Eyeless In Luminary


“He who teaches imperfect knowledge is to be treated as if he sinned intentionally.” Maimonides.

VonHenry University functioned as somewhat of an enigma to the outside academic world; especially when contrasted to the many references made to the entrenched faculty’s lackluster achievements versus the continually generous endowments received by its various departments. However, the faculty’s uninspiring performance over the decades predictably had undermined the trust traditionally held by many of the general public; especially those who paid tuition to enroll their offspring into that institution; with the consequences of a fall-off in enrollment. With the recent subsequent appointment of a new university president, there emerged in some faculty quarters a palpable undercurrent of anxiety.

The summer semester was finishing. The campus home of Doctor Sark Saint John, PhD in Paleontology and Archeology, sat back from a street shaded by a canopy of elderly, yellow poplars. A colony of four Roofvogel raptors sat high in those trees, occasionally opening their outsized wings, while they nervously roosted as though being prepared for immediate flight. The baldheads with hooked beaks preened their crepe black wing feathers. They had been known to vomit on passers below if startled. PETA were their benefactors, so they were never compelled to seek new habitat. The neighborhood residents prudently took to carrying umbrellas.

On the streets below, in a series of Tudor houses, lived the near-retirement, baby-boomer faculty; who over the decades of revolving college politics “tuned on, turned in, and dropped out” with both themselves and their students.

Professor Sark Saint John, from a newer generation than his neighbors and colleagues, pushed aside his disconnected land-line phone to set his hot coffee cup down on the solid rose wood table. He wanted no solicitous calls asking how he was holding up. Faculty and students knew the homicide investigation determined the cause of death to be the result of an accident.  Specifically, the coroner listed those deaths were due to equipment malfunction while Sark and his colleagues were exploring the interior of a cave. This caving expedition was in support of their years of archeological fieldwork which focused on finding a Slav settlement on the Cumberland Plateau, and as a possible entrance to the rumored, lost valley.

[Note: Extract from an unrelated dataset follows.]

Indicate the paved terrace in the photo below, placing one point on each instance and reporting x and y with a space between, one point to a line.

Sark held a secret. He had impetuously jumped on the rope and speed-dropped into the cave pit causing the rappelling line to part under the load of his accelerating body. He crashed on top of his two research associates below him who had not yet reached the floor of the pit. Their broken bodies served as a life saving cushion for him.  In those dark days after, he mentally abandoned his dead colleagues’ project.

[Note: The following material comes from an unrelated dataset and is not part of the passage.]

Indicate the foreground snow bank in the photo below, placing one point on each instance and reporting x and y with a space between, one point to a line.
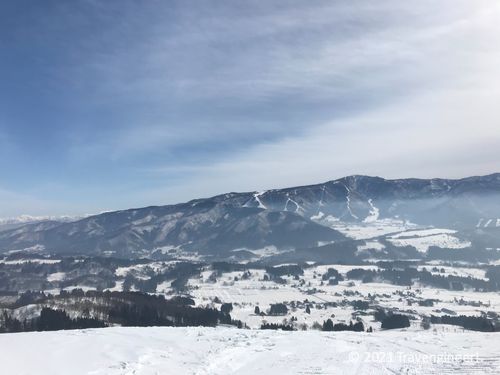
228 351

Inside his university supplied housing, lay scattered, unopened scientific journals, and ungraded “blue books” from students failing to return to his lackluster class lectures. A badly stained antimacassar tossed from his Lazy Boy sat on the cold fireplace grate awaiting cremation along with discarded Styrofoam fast food containers. He paid the housekeeper on time every month, but kept the front door, for which she had a key, dead bolted. He pushed out of the recliner where he had slept, managing not to spill cold coffee from the cup clenched in his hand. Sark ran some tap water, splashed a couple of handfuls into his narrow face, and toweled off. He double-checked to see if he could get by another day without shaving his heavy beard and decided he could. With a couple of quick strokes, he brushed his black hair back. He used the rear door to leave.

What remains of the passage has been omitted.